At approximately 7:00 P.M. on October 3, 1986, the plaintiff Ronald Goode, a Suffolk County police officer, responded to the defendant's premises, a drive-in movie theater that was closed for the winter season, to investigate a burglar alarm. It was dark, raining heavily, and there was no lighting on the property. As he stepped back after checking the doors to one of the buildings on the property, he stepped on some debris which caused him to fall, thereby injuring himself. A jury trial ensued and at the conclusion of the plaintiffs' case, the defendant moved to dismiss the complaint on the basis of the rule set forth in Santangelo v State of New York ( 71 N.Y.2d 393). The trial court granted the motion and dismissed the complaint. We now reverse.
It is well settled that the rule set forth in Santangelo v State of New York (supra) does not preclude recovery in all cases where a police officer is injured in the line of duty (see, Mulholland v Willis, 177 A.D.2d 482; Starkey v Trancamp Contr. Corp., 152 A.D.2d 358). Santangelo does not act as a bar to a negligence action where, as here, the negligence alleged to have caused the injury, namely, the failure to maintain the premises in a safe condition, was not related to the situation which created the need for the plaintiff's services as a police officer, namely, the burglar alarm (see, Iaccarino v Welland Estates, 178 A.D.2d 402; Mulholland v Willis, supra; Rubsam v Alexander, 177 A.D.2d 484; Addolorato v Safeguard Chem. Corp., 177 A.D.2d 680).

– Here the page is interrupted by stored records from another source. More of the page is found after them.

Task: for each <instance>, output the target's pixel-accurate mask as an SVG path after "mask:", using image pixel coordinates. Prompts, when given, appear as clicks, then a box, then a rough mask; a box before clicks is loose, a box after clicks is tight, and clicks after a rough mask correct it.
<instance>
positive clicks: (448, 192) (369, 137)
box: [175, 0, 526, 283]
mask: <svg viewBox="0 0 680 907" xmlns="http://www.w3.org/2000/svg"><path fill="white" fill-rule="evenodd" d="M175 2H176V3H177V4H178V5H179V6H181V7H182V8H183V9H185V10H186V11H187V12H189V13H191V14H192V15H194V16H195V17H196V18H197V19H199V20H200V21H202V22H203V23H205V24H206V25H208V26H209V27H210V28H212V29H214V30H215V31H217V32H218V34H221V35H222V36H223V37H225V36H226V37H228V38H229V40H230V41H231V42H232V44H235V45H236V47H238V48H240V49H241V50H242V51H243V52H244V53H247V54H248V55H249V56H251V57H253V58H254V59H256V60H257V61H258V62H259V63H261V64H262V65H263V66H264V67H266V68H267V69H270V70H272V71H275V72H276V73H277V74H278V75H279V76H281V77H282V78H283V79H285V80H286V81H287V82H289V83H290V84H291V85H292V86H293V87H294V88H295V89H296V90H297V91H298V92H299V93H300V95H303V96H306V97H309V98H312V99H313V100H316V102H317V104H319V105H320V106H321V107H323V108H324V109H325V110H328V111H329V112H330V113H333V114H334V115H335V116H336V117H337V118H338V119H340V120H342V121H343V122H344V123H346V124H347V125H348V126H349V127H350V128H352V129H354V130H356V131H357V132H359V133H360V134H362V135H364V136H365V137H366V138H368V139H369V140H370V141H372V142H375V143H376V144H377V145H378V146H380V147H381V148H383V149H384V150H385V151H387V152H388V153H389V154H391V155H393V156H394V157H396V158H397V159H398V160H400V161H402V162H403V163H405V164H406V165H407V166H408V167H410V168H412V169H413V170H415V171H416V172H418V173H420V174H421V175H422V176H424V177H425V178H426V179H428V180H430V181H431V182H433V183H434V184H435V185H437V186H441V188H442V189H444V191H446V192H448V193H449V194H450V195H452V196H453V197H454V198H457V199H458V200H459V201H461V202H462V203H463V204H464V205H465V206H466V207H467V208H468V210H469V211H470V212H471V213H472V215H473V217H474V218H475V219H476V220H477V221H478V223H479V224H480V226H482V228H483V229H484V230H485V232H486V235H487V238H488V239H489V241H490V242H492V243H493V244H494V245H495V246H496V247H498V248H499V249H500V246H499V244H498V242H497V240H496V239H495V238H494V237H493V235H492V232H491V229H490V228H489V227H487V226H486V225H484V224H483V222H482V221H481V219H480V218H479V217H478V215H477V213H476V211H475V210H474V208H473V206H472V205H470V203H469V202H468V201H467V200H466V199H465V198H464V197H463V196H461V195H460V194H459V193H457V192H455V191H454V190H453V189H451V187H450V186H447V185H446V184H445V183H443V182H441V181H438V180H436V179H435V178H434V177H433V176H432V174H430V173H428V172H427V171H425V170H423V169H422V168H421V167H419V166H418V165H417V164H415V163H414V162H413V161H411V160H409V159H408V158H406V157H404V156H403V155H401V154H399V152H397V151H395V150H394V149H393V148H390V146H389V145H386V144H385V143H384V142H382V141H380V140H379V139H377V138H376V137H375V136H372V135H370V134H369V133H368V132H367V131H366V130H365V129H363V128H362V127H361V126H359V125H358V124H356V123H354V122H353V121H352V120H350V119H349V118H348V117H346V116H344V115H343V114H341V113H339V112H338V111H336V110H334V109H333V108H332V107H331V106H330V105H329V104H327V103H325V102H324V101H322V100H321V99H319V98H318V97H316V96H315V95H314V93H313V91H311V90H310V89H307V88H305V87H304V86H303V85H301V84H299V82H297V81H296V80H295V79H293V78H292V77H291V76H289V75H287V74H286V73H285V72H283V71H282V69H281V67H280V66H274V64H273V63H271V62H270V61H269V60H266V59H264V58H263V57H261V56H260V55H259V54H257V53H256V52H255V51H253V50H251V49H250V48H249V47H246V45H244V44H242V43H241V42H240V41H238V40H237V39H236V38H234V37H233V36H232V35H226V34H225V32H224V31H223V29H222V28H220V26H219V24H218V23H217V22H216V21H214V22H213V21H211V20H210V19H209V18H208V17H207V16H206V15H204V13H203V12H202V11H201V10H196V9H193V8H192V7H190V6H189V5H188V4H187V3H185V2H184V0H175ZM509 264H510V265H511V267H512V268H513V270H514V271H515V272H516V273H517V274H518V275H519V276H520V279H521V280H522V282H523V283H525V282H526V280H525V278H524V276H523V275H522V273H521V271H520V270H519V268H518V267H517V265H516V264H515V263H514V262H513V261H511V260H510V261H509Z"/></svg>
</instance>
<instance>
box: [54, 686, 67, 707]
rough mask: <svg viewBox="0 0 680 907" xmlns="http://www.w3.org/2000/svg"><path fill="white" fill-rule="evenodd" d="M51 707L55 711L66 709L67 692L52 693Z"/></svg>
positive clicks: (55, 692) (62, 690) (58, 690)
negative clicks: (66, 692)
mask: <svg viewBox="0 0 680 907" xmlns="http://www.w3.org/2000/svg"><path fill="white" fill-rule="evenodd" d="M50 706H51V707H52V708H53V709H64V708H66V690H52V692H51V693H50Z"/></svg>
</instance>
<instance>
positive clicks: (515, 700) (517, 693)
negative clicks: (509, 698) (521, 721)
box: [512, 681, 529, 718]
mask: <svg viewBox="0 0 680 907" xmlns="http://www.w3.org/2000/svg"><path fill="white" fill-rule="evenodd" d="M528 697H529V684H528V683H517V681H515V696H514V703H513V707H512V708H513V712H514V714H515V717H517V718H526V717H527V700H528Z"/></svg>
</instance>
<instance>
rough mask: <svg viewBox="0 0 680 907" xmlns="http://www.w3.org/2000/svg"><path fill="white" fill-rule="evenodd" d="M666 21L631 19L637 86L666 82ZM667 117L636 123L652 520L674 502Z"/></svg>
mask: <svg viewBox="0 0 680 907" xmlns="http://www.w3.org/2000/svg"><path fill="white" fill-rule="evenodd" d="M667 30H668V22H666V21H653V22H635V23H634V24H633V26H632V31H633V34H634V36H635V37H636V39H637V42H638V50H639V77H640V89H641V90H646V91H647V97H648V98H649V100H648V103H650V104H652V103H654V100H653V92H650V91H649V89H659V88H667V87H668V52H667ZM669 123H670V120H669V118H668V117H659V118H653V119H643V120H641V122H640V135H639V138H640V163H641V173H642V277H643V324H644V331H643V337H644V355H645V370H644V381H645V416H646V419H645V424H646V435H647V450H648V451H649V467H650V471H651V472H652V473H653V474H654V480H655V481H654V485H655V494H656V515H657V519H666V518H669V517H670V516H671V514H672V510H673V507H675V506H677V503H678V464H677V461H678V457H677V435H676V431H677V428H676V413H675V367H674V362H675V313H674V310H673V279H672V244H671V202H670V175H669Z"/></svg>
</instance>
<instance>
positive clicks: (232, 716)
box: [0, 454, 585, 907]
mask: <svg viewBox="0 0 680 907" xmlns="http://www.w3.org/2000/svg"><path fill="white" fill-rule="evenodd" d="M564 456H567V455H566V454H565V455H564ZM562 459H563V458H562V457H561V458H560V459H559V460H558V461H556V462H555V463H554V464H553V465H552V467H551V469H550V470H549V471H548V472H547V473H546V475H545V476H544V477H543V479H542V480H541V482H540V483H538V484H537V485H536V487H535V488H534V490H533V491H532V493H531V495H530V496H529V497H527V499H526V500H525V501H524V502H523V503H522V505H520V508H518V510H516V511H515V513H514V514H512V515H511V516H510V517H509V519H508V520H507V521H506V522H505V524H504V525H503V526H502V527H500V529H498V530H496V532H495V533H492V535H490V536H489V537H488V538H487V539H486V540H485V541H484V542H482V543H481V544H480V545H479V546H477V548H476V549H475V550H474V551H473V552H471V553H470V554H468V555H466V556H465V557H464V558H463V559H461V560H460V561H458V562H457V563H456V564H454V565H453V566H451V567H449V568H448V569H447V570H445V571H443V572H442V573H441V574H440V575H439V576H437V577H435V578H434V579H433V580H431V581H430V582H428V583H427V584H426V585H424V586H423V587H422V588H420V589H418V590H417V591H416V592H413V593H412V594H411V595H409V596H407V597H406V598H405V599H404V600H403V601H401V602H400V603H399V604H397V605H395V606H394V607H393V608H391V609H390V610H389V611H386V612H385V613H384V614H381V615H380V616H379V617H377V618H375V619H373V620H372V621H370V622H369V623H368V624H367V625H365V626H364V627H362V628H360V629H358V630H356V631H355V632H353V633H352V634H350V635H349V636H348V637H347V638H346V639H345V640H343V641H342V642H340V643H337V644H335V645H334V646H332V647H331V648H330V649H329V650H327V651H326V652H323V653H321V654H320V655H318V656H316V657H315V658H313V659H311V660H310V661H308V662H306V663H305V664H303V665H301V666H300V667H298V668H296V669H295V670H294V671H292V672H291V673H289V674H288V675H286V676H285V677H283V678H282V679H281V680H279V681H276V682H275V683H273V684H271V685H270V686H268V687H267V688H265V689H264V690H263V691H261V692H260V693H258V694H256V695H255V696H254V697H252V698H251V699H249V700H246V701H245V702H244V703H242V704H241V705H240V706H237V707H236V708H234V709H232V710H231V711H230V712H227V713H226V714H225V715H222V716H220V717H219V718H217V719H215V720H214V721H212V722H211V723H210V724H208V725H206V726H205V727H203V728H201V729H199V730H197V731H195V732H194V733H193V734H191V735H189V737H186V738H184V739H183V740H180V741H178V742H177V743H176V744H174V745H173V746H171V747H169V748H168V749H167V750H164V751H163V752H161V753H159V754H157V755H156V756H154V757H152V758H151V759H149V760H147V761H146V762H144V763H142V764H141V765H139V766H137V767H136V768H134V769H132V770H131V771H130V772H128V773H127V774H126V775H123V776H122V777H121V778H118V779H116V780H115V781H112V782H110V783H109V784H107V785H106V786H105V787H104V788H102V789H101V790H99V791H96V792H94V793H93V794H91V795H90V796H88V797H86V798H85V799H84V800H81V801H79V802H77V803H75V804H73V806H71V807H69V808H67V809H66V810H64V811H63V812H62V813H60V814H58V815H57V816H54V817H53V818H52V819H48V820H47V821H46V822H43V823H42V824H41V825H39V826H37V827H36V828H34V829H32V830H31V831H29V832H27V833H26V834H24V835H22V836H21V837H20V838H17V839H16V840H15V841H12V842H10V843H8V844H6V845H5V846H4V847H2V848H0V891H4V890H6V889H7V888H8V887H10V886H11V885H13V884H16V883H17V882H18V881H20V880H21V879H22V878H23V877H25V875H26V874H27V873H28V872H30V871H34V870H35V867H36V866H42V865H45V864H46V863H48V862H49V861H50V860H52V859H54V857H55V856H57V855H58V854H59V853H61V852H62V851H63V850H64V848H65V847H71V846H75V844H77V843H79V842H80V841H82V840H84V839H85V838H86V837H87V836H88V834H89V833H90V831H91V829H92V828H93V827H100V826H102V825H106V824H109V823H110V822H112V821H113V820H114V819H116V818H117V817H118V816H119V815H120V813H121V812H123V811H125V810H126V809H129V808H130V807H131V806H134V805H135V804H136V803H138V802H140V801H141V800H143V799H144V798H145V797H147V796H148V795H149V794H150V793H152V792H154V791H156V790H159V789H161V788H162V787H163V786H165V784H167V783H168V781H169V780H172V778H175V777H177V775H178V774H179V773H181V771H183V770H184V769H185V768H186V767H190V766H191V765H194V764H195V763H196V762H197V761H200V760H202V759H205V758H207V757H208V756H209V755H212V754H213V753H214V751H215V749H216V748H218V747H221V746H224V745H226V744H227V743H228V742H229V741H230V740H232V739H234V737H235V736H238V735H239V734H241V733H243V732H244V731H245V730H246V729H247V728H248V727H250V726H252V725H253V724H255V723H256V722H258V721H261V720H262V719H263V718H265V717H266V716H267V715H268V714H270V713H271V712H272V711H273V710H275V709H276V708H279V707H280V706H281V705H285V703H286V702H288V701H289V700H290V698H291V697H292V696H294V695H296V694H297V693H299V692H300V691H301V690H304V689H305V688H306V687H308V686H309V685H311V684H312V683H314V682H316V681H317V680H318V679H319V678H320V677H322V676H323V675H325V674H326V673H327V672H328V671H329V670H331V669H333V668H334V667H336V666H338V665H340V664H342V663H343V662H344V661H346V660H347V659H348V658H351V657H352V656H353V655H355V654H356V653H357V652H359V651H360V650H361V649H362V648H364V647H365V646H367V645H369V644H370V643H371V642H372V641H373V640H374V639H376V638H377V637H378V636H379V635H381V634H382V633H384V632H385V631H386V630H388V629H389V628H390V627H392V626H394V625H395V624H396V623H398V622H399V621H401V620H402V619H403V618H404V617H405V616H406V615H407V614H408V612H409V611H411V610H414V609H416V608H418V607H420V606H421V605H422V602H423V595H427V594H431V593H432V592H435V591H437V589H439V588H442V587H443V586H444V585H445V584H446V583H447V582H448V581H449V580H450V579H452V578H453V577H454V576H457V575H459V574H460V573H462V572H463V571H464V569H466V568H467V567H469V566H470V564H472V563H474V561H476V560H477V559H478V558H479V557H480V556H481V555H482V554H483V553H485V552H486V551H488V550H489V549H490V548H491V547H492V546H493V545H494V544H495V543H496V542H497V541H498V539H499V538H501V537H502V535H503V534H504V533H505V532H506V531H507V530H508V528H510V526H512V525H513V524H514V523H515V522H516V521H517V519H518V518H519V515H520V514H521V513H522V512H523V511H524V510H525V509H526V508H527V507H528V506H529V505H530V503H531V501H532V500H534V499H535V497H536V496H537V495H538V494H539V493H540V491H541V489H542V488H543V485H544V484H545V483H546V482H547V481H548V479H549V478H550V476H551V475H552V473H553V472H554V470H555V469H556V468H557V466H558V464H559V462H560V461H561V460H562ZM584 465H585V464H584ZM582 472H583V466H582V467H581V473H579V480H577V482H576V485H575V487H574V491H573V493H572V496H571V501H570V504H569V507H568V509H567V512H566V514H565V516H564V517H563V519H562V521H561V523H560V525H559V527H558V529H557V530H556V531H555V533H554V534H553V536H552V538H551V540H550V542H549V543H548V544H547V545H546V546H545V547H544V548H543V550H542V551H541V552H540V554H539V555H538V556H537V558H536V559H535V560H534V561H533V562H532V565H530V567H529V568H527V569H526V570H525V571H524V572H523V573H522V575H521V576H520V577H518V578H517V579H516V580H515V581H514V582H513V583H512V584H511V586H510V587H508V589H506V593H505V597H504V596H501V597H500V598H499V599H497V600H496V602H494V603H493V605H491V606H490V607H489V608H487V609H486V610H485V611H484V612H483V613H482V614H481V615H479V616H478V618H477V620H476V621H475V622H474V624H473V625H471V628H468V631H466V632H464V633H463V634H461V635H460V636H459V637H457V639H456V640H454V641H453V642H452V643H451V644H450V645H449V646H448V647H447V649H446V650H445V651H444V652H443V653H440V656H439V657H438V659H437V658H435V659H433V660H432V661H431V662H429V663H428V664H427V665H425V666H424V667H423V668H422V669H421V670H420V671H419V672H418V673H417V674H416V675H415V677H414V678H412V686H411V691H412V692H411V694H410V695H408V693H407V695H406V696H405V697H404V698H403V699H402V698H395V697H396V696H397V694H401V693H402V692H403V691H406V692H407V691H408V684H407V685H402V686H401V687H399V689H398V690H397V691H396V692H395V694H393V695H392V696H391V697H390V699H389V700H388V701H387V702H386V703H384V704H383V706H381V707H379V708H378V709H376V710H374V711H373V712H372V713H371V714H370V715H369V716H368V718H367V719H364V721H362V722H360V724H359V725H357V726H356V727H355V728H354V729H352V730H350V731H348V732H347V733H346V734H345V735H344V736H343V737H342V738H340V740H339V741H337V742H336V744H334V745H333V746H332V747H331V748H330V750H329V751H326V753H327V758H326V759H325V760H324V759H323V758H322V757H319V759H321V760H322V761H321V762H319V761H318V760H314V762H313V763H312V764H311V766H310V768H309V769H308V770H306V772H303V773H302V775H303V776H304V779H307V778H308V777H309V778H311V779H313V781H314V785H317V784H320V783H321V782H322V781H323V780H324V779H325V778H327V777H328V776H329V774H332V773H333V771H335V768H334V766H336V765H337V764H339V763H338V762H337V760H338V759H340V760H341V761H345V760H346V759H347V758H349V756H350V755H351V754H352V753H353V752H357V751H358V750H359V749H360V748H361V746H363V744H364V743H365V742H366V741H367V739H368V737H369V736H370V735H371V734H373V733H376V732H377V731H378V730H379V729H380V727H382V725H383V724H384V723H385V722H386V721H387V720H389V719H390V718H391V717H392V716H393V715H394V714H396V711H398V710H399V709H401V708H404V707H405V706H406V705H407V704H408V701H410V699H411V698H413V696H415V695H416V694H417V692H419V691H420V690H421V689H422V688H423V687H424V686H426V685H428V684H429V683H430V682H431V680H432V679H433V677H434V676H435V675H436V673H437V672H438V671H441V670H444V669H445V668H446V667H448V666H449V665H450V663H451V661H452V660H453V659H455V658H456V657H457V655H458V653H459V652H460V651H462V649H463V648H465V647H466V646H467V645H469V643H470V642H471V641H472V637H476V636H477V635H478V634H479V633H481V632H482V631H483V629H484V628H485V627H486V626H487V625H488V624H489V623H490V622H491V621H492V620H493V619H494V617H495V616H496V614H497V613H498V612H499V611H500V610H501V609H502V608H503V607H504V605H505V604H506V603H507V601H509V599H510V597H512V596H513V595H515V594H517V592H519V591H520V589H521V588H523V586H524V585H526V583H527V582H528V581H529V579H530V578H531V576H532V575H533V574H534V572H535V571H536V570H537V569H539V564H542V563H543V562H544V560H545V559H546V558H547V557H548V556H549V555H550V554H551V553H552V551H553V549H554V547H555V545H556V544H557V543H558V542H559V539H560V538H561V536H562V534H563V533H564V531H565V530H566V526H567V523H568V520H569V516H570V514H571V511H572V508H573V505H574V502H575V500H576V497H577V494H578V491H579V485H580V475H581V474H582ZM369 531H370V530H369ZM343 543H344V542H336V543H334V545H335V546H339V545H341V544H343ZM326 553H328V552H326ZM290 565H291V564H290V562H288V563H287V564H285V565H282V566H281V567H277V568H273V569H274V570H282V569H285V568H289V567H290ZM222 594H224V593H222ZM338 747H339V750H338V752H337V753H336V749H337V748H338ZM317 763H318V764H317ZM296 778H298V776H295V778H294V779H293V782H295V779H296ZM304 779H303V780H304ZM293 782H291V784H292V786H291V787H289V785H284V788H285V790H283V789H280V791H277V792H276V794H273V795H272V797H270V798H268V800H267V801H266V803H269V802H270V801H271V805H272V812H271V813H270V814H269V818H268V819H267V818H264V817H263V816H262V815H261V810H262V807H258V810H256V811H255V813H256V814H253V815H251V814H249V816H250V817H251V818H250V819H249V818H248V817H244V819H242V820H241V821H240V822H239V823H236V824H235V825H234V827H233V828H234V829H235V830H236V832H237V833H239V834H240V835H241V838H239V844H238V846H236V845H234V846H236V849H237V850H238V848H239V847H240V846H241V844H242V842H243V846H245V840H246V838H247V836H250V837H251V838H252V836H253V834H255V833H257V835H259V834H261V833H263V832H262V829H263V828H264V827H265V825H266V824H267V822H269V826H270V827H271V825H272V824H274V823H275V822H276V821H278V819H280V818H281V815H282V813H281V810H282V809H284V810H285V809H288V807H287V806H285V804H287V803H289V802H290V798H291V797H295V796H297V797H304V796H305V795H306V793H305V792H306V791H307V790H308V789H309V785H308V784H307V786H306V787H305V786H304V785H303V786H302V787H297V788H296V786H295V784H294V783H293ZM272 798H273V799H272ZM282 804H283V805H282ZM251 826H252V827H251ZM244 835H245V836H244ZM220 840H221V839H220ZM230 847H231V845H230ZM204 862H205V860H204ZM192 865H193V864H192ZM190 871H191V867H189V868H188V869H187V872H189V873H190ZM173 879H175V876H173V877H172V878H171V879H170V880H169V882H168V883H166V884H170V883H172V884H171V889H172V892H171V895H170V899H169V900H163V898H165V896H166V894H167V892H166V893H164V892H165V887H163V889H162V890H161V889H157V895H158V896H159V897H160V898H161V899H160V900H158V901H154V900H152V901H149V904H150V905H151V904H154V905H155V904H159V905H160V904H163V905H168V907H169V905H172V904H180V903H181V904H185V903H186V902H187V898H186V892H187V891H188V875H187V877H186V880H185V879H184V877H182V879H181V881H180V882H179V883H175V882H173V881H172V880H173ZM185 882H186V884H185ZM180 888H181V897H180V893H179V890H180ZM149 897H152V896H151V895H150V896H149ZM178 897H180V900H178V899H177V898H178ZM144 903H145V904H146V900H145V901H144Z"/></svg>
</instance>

Moreover, in cases such as this where Santangelo does not apply, a landowner's liability generally rests "upon the determination of the foreseeability of the plaintiff's presence in light of the frequency of the use of the area where the accident occurred, coupled with whether the defendant 'knew of the defective condition long enough before the plaintiff's injury to have permitted him in the exercise of reasonable care to have it corrected, or to give adequate warning of it; and if [the] defendant did not know of the condition, whether in the exercise of reasonable care he should have known of it and corrected it or given adequate warning of it'" (Starkey v Trancamp Contr. Corp., supra, at 363). In the instant case, upon giving the plaintiff the benefit of every favorable inference which can be drawn from the evidence (see, Fuller v City of Yonkers, 100 A.D.2d 926; 4 Weinstein-Korn-Miller, N Y Civ Prac ¶ 4401.05; CPLR 4401), we find that there was sufficient evidence to warrant submitting the case to the jury. Bracken, J.P., Balletta, Eiber and Copertino, JJ., concur.